También habrá que perfeccionar la legislación, impulsar la acción administrativa en pro de la igualdad y apoyar a las organizaciones de mujeres que están en primera línea de esta lucha por los derechos humanos más básicos. Los avances conseguidos son importantes pero insuficientes.
Ahora bien, la suficiencia del magistrado escribidor, de cuyo nombre no quiero acordarme, niega valor a lo conseguido en los últimos 12 o 14 años y no es del todo inocente. Es, mal que le pese, coincidente con el oportunismo gubernamental del PP que afirma estar "impulsando lo que otros no hicieron durante 13 años".

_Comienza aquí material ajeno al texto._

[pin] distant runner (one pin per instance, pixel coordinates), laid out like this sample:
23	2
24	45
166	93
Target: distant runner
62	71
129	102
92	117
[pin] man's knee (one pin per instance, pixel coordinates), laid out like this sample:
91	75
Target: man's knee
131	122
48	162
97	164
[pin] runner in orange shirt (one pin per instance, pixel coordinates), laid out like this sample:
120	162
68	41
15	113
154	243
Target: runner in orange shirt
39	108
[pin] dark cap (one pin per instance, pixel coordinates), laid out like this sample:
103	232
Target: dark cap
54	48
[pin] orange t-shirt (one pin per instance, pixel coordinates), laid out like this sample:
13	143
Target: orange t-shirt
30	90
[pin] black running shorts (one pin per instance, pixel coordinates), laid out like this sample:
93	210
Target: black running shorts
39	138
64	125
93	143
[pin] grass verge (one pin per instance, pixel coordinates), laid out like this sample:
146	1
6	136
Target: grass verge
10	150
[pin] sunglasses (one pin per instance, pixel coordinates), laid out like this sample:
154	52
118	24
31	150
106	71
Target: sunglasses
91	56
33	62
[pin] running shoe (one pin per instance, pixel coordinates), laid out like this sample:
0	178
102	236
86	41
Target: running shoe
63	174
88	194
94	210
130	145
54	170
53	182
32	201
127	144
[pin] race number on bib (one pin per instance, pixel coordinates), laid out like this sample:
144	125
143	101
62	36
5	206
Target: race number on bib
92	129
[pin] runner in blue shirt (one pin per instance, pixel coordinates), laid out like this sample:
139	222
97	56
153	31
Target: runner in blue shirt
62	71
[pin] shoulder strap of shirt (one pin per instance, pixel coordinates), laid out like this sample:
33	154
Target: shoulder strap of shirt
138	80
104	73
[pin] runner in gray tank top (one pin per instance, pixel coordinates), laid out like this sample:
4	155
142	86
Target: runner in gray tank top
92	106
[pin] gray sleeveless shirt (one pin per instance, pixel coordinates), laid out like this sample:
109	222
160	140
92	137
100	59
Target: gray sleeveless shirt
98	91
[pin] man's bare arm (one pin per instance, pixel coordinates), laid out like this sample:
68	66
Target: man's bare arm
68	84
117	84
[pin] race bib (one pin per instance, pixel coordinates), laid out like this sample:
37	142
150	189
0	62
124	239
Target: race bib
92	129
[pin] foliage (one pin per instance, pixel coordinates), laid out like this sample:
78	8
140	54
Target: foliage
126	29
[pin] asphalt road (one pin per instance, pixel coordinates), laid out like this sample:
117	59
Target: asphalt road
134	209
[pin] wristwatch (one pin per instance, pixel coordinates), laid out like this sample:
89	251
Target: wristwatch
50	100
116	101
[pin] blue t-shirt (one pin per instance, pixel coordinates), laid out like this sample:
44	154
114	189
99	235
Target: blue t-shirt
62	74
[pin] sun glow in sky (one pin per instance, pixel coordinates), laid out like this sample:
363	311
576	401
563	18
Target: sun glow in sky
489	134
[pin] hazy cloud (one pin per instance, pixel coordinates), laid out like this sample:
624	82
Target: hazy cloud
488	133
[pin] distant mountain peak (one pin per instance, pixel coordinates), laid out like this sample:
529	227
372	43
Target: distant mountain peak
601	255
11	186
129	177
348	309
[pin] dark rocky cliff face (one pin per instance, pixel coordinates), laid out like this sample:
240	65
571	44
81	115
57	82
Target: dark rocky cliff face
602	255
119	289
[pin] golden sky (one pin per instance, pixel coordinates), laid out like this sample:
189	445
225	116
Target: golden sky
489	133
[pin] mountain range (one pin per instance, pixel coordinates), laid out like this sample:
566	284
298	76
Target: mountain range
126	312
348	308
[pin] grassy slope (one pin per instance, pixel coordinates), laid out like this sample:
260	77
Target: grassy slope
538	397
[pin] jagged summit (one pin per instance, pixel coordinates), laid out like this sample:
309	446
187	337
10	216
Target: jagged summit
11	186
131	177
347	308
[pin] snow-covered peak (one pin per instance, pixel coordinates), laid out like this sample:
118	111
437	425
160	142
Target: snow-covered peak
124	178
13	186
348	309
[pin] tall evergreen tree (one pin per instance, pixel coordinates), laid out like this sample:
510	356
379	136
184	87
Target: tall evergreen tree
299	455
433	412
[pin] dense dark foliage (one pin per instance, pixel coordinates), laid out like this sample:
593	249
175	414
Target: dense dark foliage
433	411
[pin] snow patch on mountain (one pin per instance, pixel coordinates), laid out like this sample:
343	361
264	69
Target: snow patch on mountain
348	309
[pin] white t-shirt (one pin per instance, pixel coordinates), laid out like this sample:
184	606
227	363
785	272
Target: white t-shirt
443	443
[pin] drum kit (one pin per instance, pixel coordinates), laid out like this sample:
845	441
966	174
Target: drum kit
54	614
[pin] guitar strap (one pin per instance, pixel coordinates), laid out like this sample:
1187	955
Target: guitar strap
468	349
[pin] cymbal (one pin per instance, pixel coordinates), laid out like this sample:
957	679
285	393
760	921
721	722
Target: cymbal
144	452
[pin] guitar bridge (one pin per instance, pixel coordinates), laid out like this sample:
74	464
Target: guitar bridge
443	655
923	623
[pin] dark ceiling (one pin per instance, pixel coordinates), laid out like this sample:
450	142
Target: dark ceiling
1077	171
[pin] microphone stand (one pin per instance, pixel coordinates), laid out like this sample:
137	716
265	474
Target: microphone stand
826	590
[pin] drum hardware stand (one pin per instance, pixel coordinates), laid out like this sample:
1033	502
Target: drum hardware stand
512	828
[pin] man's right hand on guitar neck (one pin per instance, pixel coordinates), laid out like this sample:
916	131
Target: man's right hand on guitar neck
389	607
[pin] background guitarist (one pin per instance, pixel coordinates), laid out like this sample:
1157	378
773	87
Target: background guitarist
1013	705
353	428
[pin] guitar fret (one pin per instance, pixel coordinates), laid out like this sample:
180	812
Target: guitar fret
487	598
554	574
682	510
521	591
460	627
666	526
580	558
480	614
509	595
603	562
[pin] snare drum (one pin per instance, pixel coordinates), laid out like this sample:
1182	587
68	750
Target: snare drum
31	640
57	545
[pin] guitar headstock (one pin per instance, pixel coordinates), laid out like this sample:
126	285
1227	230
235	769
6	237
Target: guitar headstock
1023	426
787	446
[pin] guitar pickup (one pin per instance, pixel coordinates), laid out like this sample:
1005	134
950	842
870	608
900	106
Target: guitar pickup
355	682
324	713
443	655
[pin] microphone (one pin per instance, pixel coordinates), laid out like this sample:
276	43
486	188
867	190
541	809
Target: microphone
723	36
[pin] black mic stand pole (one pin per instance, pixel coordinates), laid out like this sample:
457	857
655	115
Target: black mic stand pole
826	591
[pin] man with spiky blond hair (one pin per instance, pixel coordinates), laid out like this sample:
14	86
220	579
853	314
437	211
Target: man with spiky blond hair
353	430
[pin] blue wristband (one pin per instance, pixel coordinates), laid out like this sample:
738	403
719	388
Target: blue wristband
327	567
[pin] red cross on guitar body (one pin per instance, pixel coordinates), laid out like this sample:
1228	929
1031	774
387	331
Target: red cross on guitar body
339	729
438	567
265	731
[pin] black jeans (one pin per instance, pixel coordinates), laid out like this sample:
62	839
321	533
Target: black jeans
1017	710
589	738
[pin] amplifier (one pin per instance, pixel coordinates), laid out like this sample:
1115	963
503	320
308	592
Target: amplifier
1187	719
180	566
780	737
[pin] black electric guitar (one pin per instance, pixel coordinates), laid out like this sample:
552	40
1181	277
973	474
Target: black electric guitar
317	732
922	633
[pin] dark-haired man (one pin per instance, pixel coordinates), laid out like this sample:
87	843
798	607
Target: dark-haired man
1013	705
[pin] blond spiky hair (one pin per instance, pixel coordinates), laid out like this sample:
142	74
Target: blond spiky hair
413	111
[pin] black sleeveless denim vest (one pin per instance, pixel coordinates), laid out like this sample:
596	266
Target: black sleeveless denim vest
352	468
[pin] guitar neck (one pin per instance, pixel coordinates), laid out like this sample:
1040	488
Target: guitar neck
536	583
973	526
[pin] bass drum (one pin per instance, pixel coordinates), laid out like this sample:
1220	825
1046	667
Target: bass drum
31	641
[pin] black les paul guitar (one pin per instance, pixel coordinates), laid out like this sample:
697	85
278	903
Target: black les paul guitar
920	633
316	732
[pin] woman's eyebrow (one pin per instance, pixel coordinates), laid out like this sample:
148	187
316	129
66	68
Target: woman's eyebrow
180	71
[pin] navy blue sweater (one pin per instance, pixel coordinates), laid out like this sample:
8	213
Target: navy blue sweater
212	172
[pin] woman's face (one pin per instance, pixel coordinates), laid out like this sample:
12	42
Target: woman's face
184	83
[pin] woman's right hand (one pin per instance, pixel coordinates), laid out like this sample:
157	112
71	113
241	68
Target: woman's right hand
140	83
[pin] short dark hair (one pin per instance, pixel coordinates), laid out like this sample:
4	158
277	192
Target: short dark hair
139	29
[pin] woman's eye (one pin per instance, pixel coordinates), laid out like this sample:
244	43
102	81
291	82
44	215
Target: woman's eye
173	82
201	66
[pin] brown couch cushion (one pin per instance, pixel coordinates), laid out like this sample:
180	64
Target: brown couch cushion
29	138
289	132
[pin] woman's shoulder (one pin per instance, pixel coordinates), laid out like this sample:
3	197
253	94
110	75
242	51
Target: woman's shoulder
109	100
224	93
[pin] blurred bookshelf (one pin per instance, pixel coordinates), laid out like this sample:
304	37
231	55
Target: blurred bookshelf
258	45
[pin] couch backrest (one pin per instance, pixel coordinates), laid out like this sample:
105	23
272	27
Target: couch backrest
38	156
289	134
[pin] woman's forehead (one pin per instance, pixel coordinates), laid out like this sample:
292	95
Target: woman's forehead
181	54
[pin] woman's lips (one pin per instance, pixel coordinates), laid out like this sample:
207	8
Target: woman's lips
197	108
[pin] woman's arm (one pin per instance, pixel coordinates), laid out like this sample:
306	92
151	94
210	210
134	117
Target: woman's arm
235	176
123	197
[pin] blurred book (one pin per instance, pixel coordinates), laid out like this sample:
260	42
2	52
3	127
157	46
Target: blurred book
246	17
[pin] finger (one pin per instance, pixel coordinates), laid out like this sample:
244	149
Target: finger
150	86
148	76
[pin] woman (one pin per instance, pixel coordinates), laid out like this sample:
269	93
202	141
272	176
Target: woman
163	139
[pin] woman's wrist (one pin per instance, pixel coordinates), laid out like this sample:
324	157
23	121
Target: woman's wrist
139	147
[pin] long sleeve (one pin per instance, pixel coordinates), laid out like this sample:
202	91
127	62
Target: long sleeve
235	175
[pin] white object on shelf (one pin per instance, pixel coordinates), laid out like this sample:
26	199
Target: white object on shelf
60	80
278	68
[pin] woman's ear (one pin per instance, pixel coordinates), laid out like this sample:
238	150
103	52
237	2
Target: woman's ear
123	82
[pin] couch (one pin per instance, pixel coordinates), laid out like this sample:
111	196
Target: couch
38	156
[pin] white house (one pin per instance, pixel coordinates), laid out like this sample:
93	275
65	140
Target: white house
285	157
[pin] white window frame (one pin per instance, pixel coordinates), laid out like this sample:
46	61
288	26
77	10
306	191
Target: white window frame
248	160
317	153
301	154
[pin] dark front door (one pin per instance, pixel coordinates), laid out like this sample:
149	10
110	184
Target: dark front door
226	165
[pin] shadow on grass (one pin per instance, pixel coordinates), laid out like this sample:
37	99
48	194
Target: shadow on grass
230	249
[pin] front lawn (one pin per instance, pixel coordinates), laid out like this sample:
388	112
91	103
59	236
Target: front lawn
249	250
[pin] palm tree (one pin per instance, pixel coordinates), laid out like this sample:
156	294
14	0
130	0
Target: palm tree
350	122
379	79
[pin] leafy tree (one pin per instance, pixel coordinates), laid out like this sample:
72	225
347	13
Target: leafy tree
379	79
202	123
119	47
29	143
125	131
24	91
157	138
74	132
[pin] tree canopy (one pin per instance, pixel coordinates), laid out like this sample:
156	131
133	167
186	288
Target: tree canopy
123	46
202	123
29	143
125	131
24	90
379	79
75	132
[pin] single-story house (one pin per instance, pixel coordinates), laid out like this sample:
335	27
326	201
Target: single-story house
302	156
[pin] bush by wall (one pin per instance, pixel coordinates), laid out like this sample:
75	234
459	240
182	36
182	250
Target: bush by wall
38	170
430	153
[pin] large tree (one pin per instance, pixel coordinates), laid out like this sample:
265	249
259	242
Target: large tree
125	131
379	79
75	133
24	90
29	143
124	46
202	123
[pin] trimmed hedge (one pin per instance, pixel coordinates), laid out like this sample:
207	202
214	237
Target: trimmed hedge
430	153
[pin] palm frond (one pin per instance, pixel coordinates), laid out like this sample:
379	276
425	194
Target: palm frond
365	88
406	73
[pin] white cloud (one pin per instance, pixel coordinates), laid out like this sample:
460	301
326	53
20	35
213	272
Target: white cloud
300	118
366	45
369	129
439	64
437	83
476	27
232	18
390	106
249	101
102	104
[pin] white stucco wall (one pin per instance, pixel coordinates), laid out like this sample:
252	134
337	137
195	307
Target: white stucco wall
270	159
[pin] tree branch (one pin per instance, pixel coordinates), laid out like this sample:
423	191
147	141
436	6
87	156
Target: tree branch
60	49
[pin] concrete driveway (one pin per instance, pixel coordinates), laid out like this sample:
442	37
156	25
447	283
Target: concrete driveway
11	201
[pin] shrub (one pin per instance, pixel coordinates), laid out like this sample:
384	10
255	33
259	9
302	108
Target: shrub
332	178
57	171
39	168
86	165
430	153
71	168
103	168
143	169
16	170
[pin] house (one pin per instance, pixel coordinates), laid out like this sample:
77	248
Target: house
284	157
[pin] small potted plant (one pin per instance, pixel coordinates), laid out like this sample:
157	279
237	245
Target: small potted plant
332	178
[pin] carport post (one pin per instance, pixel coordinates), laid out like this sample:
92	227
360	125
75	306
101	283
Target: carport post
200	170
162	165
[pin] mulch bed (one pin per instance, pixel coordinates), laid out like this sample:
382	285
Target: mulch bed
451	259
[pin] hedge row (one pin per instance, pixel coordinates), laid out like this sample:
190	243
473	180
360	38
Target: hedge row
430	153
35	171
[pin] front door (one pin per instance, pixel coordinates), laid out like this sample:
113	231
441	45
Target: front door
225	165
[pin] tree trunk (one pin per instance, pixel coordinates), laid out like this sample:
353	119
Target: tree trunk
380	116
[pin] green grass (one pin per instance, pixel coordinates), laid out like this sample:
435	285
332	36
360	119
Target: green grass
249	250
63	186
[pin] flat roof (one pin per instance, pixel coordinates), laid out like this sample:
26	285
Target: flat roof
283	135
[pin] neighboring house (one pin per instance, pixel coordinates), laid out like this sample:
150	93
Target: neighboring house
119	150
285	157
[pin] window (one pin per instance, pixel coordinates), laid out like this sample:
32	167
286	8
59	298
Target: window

En fin, políticos de derechas y algún juez con vitola izquierdista tienen vuelta la mirada hacia atrás, como la mujer de Lot, con el sólo propósito de ver arder la ciudad. Como Ruth, han quedado convertidos en estatuas de sal. Ni aprenden del camino recorrido ni son capaces de progresar. Las mujeres que luchan contra los malos tratos ponen a cada uno en su sitio. Me alegra que me hayan visto de su lado. Su opinión me importa, me anima y me enseña.